In response to these tariffs, European automakers, including Volvo and Mercedes-Benz, are considering raising prices and moving car production to the US. Nissan Motor is also contemplating moving some production to the US. Audi announced that cars imported into the US after April 2 would not be temporarily handed over to dealers. British automakers Aston Martin and Jaguar Land Rover have expressed plans to limit supplies to the US.

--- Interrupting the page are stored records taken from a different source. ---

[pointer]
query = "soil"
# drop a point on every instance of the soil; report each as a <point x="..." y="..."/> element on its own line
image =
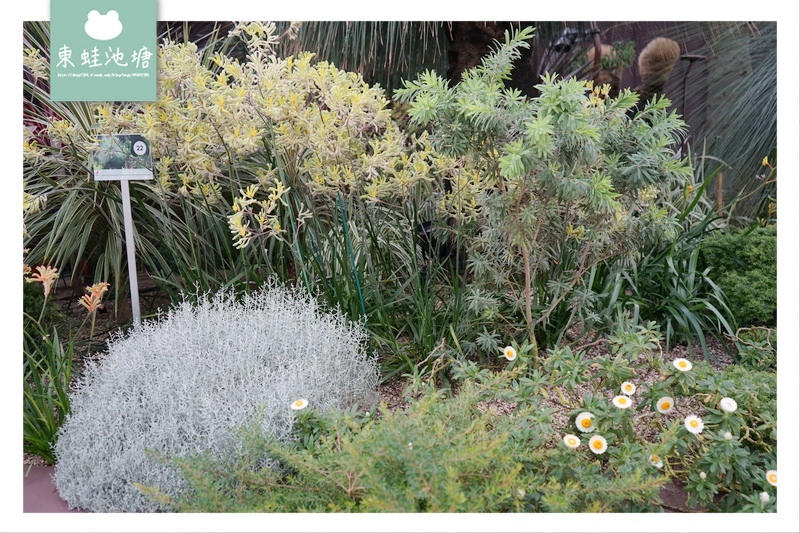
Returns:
<point x="392" y="392"/>
<point x="673" y="494"/>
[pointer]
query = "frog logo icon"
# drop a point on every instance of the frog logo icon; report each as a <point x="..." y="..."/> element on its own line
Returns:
<point x="103" y="27"/>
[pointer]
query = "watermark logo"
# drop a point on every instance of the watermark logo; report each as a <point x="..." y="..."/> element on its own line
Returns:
<point x="103" y="50"/>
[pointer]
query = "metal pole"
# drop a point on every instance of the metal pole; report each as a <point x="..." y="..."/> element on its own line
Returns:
<point x="126" y="214"/>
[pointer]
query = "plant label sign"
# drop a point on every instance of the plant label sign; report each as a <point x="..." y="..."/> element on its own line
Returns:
<point x="124" y="158"/>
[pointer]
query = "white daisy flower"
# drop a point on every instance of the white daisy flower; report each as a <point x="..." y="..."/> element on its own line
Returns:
<point x="772" y="477"/>
<point x="665" y="405"/>
<point x="627" y="388"/>
<point x="728" y="405"/>
<point x="510" y="353"/>
<point x="623" y="402"/>
<point x="302" y="403"/>
<point x="694" y="424"/>
<point x="682" y="364"/>
<point x="598" y="444"/>
<point x="584" y="422"/>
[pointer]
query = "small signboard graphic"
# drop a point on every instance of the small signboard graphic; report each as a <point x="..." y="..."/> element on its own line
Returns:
<point x="103" y="50"/>
<point x="124" y="158"/>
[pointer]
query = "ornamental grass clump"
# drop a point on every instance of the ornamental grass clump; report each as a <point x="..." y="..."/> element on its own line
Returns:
<point x="181" y="384"/>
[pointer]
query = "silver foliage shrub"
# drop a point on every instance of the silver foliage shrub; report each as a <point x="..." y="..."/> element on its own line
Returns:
<point x="183" y="384"/>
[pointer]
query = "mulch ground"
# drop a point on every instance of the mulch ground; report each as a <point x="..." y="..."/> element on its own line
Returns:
<point x="40" y="495"/>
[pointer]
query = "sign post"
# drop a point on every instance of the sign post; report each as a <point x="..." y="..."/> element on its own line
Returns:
<point x="125" y="158"/>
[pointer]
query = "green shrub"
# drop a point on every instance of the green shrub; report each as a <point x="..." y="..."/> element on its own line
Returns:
<point x="32" y="302"/>
<point x="744" y="264"/>
<point x="548" y="187"/>
<point x="443" y="454"/>
<point x="758" y="348"/>
<point x="45" y="387"/>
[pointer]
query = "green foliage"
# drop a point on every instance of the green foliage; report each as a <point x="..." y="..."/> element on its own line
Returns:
<point x="35" y="306"/>
<point x="443" y="454"/>
<point x="569" y="181"/>
<point x="744" y="265"/>
<point x="736" y="468"/>
<point x="758" y="348"/>
<point x="45" y="388"/>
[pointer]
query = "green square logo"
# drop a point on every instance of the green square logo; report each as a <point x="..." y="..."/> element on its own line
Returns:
<point x="103" y="50"/>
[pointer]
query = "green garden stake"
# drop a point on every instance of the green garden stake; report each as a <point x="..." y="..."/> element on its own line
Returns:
<point x="124" y="158"/>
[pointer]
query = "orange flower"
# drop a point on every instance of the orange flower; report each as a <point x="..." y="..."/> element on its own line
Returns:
<point x="90" y="302"/>
<point x="93" y="300"/>
<point x="47" y="275"/>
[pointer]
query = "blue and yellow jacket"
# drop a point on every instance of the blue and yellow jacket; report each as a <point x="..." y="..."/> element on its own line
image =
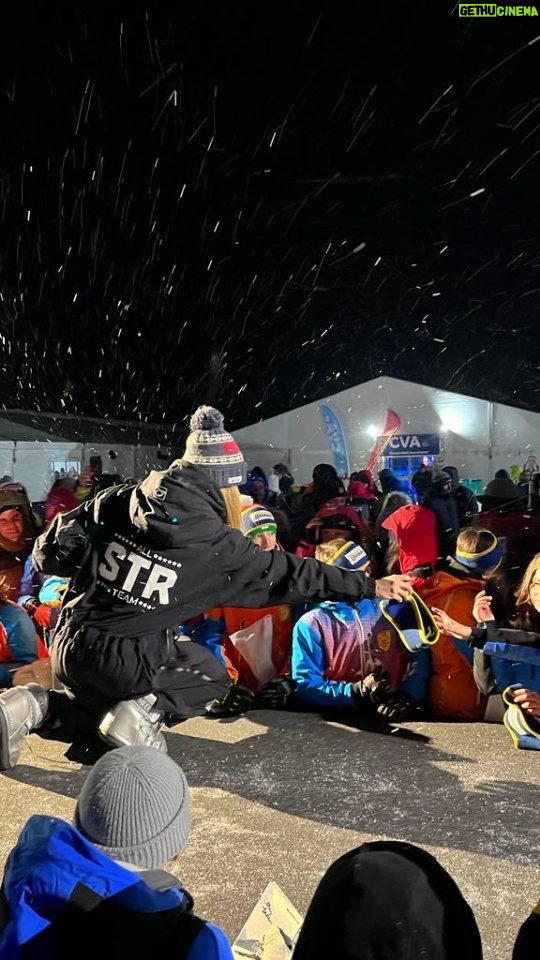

The new U.S. tariffs (25% on imported vehicles and components, plus existing steel/aluminum duties) are putting pressure on European automakers. The specific responses from brands remain unclear, but key elements of the tariff relief include overlapping duty prevention and a retail price credit system. Brands like Volkswagen, Mercedes-Benz, and Volvo, with US manufacturing, could offset tariffs through the credit system. However, Aston Martin, Jaguar Land Rover, and Audi models imported from Europe remain vulnerable to full tariffs unless they shift production.

Likely responses include accelerated localization (expansion of US production to qualify for credits), price adjustments (pass-through costs for luxury marques like Aston Martin and Jaguar Land Rover, risking demand erosion), and supply chain shifts (increased sourcing of steel/aluminum from tariff-exempt allies to mitigate material costs).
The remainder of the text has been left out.